Но безволие и странная слабость овладели Сережею.

«Я просто трус, должно быть, — подумал он. — Вот и сердце как странно колотится. Трус я или не трус? Оскорбить Nicolas? Зачем? Глупость! Боже мой! Какая глупость!»

— Как вас зовут, моя прелестная? — обратился Nicolas к своей соседке.

— Ниной зовут, — сказала горбоносая проститутка и потянулась за ликером.

— Фатальное совпадение! — крикнул, смеясь, лицеист.

Nicolas тоже громко засмеялся.

— Постой, Фома. Мне туда надо. Извини, — сказал Сережа, отодвигая столик и со стаканом виски направляясь к веселой компании.

— Кубенко! Вы… Вы… — начал было что-то говорить Сережа, но вдруг, как-то странно всхлипывая, засмеялся и, неловко подняв руку, плеснул виски прямо в лицо Nicolas.

Молоденький офицерик стукнул кулаком по столу.
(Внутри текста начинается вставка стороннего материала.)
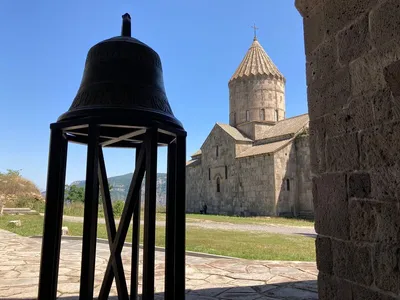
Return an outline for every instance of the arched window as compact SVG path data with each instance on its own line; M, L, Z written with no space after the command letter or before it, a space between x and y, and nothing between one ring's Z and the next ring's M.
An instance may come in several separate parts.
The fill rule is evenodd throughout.
M265 121L265 109L264 108L262 108L260 110L260 120Z

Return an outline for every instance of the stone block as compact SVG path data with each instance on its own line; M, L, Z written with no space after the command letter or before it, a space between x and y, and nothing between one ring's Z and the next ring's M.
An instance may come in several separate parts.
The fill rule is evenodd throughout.
M398 162L400 159L399 132L400 121L363 131L360 136L362 167L368 169Z
M320 3L320 0L296 0L295 6L300 14L304 17L305 15L309 14L318 3Z
M340 31L337 35L339 61L348 64L371 50L368 14Z
M400 58L399 58L400 59ZM385 80L395 97L400 96L400 60L395 61L384 69Z
M313 52L325 39L326 30L322 6L323 3L320 3L304 15L304 32L307 32L304 36L306 54Z
M371 170L371 196L379 200L396 202L400 195L400 165L376 167Z
M349 197L368 198L371 196L371 177L368 173L349 175Z
M332 254L333 273L336 276L363 285L372 284L371 246L332 240Z
M321 43L313 52L307 53L307 86L322 80L326 82L334 77L340 69L337 43L330 38Z
M330 79L319 79L308 86L307 99L310 120L343 109L351 95L349 69L330 69Z
M399 254L399 244L377 244L375 246L375 284L378 288L395 294L400 291Z
M398 241L400 214L392 203L351 200L349 205L350 237L356 241Z
M313 173L323 173L325 162L325 120L319 118L310 121L310 165Z
M353 300L351 285L340 278L319 272L318 298L319 300Z
M372 289L368 289L359 285L352 286L352 300L395 300L396 297L388 296L383 293L379 293Z
M313 178L313 200L317 233L348 239L346 175L331 173Z
M387 0L370 14L371 38L379 47L393 39L400 39L400 5L398 0Z
M378 2L379 0L324 1L327 33L335 35L339 30L350 26Z
M376 93L371 95L370 98L372 100L375 125L379 125L382 122L394 120L396 118L396 101L389 88L378 90Z
M332 249L331 239L318 236L315 240L317 252L317 267L319 271L332 274Z
M359 147L357 133L327 138L327 171L351 171L359 169Z
M376 51L352 61L350 74L353 95L375 92L386 86L383 68Z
Кто-то закричал «наглость» или что-то в этом роде. Nicolas бросился на Сережу с кулаками, но уже многоопытные лакеи стояли между подростками, и метр д’отель тащил Сережу к выходу.

— Налимонились, молодой человек! Так нельзя-с. Надо и пить умеючи.

Швейцар сердито распахнул дверь. Сережа очутился на улице, и тотчас же рядом появился Фома с Сережиною шапкою в руке.

— Что это, брат, с тобою приключилось! — гримасничал Фома, изумленный поступком Сережи. — За что ты его? Пойдем, однако, домой. Я тебя довезу, пожалуй. Потом объяснишь. Вот еще история, чёрт возьми.

Фома усадил Сережу на извозчика, и они поехали. За эти два часа опять подморозило, и шел снег, но сильный ветер сметал его с дороги, и санки то скребли полозьями по камням, то увязали в сугробах.

— Ах, как мне стыдно, Фома! Как стыдно! — бормотал Сережа, закрывая лицо руками.